Leaving Scottsbluff


Saturday, Sept. 11
At the east edge of Scottsbluff I stopped at a gravesite marked by a historical sign. The grave was for a pioneer woman who had contracted cholera after caring for others inflicted with the disease while traveling west. The family sadly scratched her name on a wheel iron leaving it behind as a marker before continuing onward to Utah.
Years later, railroad surveyors found the grave and after hearing her story respectfully rerouted the planned tracks so that her grave would remain undisturbed. The railroad, still used today, lies but a few yards to the south of the gravesite. I did not note the woman’s name in my journal but it doesn’t much matter. Perhaps by remaining anonymous, she better represents the many caring and unheralded women who have sacrificed themselves in similar situations.

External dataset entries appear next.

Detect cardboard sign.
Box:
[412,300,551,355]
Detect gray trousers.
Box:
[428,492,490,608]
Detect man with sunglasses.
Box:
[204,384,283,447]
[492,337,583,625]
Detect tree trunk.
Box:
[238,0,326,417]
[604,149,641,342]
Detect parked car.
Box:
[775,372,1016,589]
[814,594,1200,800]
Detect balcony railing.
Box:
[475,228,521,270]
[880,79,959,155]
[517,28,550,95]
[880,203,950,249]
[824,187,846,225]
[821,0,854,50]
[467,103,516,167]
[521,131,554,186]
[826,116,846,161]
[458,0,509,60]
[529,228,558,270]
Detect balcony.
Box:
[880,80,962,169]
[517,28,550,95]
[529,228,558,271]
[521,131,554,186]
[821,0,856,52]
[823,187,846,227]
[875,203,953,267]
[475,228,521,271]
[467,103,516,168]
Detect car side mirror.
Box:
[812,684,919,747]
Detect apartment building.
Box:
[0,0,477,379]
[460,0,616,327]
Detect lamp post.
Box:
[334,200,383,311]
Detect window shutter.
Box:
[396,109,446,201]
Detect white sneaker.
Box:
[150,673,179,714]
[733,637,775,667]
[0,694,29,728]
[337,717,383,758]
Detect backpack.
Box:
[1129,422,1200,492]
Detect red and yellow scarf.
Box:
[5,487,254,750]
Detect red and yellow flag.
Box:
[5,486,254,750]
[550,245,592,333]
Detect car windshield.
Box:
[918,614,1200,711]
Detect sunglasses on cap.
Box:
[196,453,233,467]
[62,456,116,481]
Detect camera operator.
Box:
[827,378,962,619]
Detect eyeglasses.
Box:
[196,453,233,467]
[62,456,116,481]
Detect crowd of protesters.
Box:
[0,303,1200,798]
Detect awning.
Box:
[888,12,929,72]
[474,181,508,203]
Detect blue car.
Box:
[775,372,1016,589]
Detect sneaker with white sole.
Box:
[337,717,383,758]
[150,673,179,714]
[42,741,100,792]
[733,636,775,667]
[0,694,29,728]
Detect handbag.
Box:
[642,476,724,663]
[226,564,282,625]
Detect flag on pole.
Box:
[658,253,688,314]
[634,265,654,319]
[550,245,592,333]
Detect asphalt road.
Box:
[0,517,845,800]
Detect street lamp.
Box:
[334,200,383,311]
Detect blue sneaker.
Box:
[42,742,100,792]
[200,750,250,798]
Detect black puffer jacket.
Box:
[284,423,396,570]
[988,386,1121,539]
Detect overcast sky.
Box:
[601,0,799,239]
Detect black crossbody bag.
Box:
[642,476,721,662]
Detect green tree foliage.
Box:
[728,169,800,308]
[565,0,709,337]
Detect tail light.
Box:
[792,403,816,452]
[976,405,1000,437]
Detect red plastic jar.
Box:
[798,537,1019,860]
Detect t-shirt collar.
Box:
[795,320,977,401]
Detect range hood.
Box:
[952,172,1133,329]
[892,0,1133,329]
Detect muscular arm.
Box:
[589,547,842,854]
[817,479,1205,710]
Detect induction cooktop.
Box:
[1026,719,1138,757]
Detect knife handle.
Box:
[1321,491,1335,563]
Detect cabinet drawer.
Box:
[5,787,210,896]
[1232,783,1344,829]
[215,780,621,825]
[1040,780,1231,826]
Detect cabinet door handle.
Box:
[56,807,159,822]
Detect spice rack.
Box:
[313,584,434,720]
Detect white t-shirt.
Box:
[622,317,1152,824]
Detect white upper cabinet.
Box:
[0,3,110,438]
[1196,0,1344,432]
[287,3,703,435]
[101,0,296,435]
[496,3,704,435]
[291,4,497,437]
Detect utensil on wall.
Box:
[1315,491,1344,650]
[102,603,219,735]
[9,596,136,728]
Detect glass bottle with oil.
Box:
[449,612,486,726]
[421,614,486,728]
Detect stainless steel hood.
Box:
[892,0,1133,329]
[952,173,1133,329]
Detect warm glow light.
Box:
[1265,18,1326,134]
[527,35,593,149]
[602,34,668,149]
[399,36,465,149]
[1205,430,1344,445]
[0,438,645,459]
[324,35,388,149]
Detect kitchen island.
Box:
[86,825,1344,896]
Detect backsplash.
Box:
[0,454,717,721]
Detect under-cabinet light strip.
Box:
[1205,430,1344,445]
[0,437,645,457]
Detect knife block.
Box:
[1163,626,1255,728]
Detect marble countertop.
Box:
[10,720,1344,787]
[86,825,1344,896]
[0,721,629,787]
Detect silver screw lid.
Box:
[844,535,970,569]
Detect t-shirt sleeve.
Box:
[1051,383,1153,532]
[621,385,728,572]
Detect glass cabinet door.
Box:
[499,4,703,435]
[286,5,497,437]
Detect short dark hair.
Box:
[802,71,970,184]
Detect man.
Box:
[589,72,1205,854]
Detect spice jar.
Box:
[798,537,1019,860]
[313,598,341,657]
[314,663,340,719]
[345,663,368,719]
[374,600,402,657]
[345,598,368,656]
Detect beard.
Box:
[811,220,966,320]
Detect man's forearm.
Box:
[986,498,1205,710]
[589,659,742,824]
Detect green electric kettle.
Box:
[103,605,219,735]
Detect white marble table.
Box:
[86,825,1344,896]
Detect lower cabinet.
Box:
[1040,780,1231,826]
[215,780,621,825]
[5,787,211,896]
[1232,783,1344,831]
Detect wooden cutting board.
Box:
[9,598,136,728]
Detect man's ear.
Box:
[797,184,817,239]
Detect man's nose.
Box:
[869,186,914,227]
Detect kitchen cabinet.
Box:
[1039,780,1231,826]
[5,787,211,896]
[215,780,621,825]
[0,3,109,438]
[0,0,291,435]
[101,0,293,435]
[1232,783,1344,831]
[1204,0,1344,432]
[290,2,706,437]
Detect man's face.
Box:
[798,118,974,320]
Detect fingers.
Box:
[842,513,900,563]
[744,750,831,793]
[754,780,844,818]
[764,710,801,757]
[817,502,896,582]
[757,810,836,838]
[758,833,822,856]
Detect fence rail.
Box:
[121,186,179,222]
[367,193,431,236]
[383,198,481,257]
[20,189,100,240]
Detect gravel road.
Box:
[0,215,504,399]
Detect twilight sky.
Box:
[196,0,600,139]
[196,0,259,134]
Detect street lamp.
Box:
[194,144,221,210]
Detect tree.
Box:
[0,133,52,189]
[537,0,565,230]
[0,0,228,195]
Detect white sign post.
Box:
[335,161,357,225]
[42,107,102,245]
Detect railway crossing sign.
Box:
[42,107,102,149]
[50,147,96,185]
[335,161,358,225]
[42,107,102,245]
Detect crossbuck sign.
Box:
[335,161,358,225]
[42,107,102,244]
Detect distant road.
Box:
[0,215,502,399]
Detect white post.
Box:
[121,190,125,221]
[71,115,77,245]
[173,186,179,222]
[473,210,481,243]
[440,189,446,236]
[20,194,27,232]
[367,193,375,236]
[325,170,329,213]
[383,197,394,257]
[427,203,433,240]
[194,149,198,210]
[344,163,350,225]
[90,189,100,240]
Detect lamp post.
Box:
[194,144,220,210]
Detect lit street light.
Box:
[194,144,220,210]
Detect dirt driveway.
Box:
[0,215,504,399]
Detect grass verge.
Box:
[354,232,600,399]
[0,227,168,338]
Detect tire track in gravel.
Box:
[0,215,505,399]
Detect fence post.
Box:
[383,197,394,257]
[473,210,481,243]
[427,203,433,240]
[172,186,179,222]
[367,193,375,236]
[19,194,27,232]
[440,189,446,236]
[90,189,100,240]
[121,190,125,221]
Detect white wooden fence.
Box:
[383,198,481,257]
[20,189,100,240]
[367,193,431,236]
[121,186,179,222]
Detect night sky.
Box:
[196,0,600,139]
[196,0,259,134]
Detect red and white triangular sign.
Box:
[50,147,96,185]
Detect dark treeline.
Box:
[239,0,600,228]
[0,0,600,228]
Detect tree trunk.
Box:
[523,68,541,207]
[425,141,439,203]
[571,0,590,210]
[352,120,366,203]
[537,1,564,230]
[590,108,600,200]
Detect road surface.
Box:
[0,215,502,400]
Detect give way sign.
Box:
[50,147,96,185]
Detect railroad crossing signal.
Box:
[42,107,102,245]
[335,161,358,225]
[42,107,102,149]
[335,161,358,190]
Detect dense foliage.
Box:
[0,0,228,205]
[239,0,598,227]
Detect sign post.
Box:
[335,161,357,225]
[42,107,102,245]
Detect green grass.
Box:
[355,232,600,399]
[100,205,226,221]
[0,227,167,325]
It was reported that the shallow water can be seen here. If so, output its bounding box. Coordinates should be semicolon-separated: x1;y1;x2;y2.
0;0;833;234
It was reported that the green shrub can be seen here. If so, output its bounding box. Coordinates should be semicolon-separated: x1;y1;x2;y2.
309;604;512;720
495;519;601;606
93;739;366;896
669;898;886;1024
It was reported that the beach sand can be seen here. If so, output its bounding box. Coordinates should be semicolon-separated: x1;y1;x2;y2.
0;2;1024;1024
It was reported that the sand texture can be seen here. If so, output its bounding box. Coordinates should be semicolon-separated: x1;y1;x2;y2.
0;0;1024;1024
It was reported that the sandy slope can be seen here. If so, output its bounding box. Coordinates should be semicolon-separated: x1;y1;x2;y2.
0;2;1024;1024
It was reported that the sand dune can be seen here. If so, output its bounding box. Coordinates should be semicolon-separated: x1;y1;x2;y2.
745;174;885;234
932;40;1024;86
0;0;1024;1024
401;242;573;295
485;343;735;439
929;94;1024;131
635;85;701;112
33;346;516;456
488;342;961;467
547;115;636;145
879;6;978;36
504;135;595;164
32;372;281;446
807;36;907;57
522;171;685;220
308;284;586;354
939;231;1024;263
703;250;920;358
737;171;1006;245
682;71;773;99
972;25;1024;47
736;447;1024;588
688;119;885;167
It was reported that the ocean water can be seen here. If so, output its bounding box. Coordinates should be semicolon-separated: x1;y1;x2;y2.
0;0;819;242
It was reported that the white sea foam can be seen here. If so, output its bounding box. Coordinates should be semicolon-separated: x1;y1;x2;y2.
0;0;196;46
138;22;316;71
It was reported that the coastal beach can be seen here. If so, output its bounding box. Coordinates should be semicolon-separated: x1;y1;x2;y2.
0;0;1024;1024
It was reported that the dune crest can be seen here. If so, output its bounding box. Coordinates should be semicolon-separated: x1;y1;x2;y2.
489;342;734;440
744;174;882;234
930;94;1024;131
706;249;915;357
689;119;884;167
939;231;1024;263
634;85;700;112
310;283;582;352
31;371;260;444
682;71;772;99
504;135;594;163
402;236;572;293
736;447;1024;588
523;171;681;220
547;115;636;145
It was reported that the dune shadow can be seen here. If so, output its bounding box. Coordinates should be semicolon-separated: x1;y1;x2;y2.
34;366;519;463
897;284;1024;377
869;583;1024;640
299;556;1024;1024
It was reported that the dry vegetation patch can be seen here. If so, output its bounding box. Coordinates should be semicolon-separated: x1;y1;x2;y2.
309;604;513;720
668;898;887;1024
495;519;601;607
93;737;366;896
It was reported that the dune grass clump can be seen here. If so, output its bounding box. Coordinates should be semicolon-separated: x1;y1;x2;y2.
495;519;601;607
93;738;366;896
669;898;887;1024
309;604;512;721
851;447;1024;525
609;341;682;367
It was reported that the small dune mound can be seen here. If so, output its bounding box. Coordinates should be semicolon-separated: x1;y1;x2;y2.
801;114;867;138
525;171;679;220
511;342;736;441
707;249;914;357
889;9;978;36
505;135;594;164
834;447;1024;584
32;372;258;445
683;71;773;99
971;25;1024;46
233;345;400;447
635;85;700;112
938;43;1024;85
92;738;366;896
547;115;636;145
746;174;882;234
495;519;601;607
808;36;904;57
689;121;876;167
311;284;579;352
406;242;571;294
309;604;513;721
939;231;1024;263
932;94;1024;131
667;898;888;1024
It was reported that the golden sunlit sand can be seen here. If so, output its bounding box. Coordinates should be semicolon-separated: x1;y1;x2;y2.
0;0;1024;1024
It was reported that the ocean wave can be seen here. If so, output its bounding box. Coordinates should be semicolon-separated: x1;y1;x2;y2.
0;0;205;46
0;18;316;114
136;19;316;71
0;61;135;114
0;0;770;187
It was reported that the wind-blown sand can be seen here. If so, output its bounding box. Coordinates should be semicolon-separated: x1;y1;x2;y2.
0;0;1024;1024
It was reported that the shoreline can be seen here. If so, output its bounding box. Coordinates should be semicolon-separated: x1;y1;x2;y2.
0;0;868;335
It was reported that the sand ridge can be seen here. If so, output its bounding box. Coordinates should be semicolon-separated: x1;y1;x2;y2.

I have been following the North Platte River and am now walking the main arterial route of the old Oregon Trail. The pioneers followed rivers as much as possible for reasons that become more obvious if one personally traverses it. Away from water equals desert and rattlesnakes - near the water equals water and rattlesnakes! One of my personal surprises has been grasping the size and scope of what was once called the Great Western Desert. 
Though it was only twenty miles to Baylor it seemed much much farther. I can’t explain why but sometimes twenty miles seems like a skip-and-a-jump and other times it seems like quite a long distance - today it was a long distance.
Walking through the town I stopped at a restaurant and had a burger and fries washed down with two lemonades. A customer paid for my lunch saying she supported what I was doing and wished me well. Leaving town in the heat of the late afternoon I had no idea where I would camp for the night but knew it would eventually reveal itself if just kept walking. Soon afterward I spied a small lake beside the river that looked like it would be a prefect place for the night.
It was.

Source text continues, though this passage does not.